Long Island hospitals brace for nonprofit status challenges
Long Island Business News, May 7, 2010 by Claude Solnik
The North Shore-Long Island Jewish Health System is looking forward to the day when thousands of once-indigent patients show up with insurance coverage, thanks to just-passed federal regulations.
But as the uninsured become paying customers, North Shore-LIJ and other hospitals are bracing for potential challenges to their tax- exempt status, which is based in part on their mission of serving those without coverage.
Providers’ concerns are being fueled by a recent court verdict stripping one Chicago hospital of tax exemptions and an ongoing Internal Revenue Service study on the future tax status of hospitals.
While hospitals in many states are for-profit, New York is home to mostly non-profit facilities, making possible challenges a state- wide concern.

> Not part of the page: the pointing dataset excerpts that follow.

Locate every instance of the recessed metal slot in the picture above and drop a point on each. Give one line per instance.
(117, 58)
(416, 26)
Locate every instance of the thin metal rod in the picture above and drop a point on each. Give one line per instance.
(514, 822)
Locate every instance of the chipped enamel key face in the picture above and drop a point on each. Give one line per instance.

Long Island’s for-profit hospitals have closed or been reborn as non-profits. The last, Massapequa General and Lydia Hall in Freeport, ceased operations, while Mid Island Hospital has been retooled into the non-profit New Island Hospital.

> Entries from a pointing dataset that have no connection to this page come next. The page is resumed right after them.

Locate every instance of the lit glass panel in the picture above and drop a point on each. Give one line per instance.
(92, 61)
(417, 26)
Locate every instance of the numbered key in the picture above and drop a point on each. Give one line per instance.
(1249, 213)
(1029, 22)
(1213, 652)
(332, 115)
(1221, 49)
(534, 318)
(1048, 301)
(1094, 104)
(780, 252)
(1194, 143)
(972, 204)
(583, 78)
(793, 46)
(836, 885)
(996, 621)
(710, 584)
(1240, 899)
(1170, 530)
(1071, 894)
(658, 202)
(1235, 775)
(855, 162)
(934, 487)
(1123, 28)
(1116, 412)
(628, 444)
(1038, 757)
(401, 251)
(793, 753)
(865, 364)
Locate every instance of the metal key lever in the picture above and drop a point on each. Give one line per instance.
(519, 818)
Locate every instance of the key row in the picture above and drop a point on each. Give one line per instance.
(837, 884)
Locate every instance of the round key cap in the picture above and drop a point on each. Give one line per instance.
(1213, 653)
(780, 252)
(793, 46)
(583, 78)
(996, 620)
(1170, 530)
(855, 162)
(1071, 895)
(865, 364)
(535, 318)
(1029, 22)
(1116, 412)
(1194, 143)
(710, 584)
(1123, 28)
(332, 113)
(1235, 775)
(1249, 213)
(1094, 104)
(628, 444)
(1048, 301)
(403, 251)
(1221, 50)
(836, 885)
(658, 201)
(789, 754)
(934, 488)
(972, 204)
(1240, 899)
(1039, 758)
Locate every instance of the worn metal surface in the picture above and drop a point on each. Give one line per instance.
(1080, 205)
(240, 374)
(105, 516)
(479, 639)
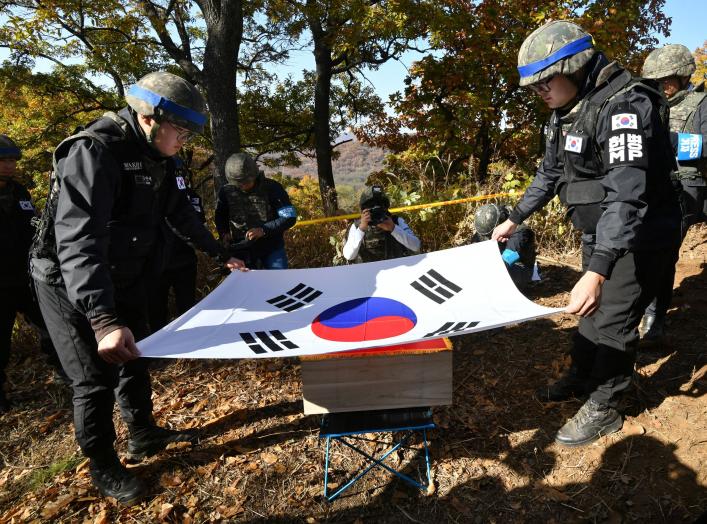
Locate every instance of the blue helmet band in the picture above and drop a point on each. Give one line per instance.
(10, 152)
(567, 50)
(167, 105)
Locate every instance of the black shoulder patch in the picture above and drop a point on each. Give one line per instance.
(626, 141)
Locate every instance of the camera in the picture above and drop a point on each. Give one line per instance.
(378, 215)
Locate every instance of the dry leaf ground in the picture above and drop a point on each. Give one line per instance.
(493, 456)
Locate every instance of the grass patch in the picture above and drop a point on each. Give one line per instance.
(39, 477)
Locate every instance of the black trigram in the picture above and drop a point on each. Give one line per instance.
(435, 287)
(272, 340)
(451, 327)
(295, 298)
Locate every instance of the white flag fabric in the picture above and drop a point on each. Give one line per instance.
(285, 313)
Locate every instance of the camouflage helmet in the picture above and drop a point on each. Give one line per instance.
(8, 149)
(373, 196)
(487, 217)
(671, 60)
(558, 47)
(240, 167)
(169, 97)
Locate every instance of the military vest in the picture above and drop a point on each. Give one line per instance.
(16, 216)
(379, 245)
(682, 120)
(135, 220)
(580, 187)
(247, 210)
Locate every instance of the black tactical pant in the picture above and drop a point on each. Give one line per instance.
(604, 347)
(97, 384)
(693, 205)
(19, 299)
(183, 281)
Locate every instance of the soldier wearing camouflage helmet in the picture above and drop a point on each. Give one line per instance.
(113, 185)
(378, 234)
(518, 252)
(252, 214)
(608, 157)
(672, 66)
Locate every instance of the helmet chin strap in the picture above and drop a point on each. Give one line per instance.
(151, 138)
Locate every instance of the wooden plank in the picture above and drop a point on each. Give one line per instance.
(376, 382)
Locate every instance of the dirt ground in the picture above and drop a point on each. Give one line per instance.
(493, 456)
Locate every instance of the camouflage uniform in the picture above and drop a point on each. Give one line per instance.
(518, 252)
(16, 230)
(688, 127)
(266, 205)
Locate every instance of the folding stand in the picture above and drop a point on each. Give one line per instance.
(343, 427)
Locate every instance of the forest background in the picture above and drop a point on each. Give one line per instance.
(460, 126)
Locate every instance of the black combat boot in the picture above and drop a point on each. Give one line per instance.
(147, 441)
(570, 385)
(113, 480)
(652, 328)
(592, 421)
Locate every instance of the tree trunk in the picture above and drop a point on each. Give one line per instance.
(484, 142)
(322, 130)
(223, 41)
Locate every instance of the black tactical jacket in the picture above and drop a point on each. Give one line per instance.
(109, 195)
(16, 230)
(609, 159)
(179, 250)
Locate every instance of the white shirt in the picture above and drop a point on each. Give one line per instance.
(401, 232)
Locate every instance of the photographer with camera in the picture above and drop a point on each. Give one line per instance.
(378, 235)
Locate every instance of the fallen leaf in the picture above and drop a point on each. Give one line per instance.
(462, 507)
(206, 471)
(102, 517)
(550, 492)
(170, 481)
(268, 458)
(50, 510)
(229, 511)
(49, 420)
(632, 428)
(165, 510)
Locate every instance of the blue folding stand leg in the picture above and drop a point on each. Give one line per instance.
(343, 426)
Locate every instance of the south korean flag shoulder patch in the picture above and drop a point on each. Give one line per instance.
(626, 142)
(574, 143)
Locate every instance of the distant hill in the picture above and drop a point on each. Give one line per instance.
(356, 161)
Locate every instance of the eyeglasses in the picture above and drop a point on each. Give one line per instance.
(543, 86)
(183, 135)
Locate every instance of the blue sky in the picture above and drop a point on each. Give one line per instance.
(687, 28)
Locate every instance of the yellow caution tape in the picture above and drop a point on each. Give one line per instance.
(407, 208)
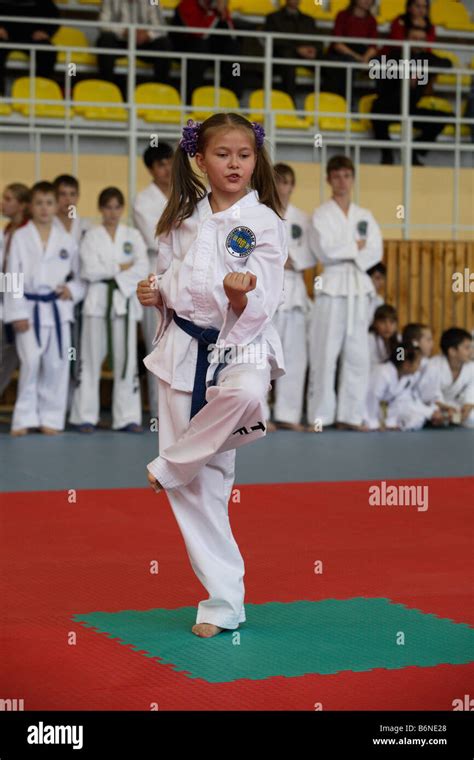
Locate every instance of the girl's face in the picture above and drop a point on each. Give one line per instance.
(229, 161)
(111, 212)
(10, 206)
(426, 342)
(43, 207)
(385, 327)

Not-for-profit hospitals’ federal tax-exempt status, which typically leads to state and local tax exemptions, is based on what’s known as “community benefit,” relying mostly on care provided to the uninsured.
“Charity represents a significant part of a not-for-profit’s community benefit in respect to its tax exemption,” said North Shore- LIJ Chief Financial Officer Robert Shapiro. “Patients will now be insured. Will we have significant community benefits to warrant a tax exemption?”
Robert Wild, chairman of the Garfunkel Wild law firm in Great Neck, said local hospitals will be able to argue that they earn their tax exempt status regardless of how many uninsured are covered, because suburban hospitals tend to have extensive educational and scientific missions.
“The maintenance of tax-exempt status depends on fulfilling the mission, which is not just charity care,” Wild said. “It also includes teaching. How many poor people you treat is not the only barometer.”
And hospital groups point out that even if 32 million Americans are newly covered, another 12 million will remain uninsured if and when the new federal legislation takes effect.
“There will always be a percentage of uninsured Americans seeking care at hospitals,” said Janine Logan, a spokeswoman for the Hauppauge-based Nassau-Suffolk Hospital Council. “In addition, hospitals are granted tax-exempt status because they give back to the communities they serve through free health screenings, health education and information in a variety of ways.”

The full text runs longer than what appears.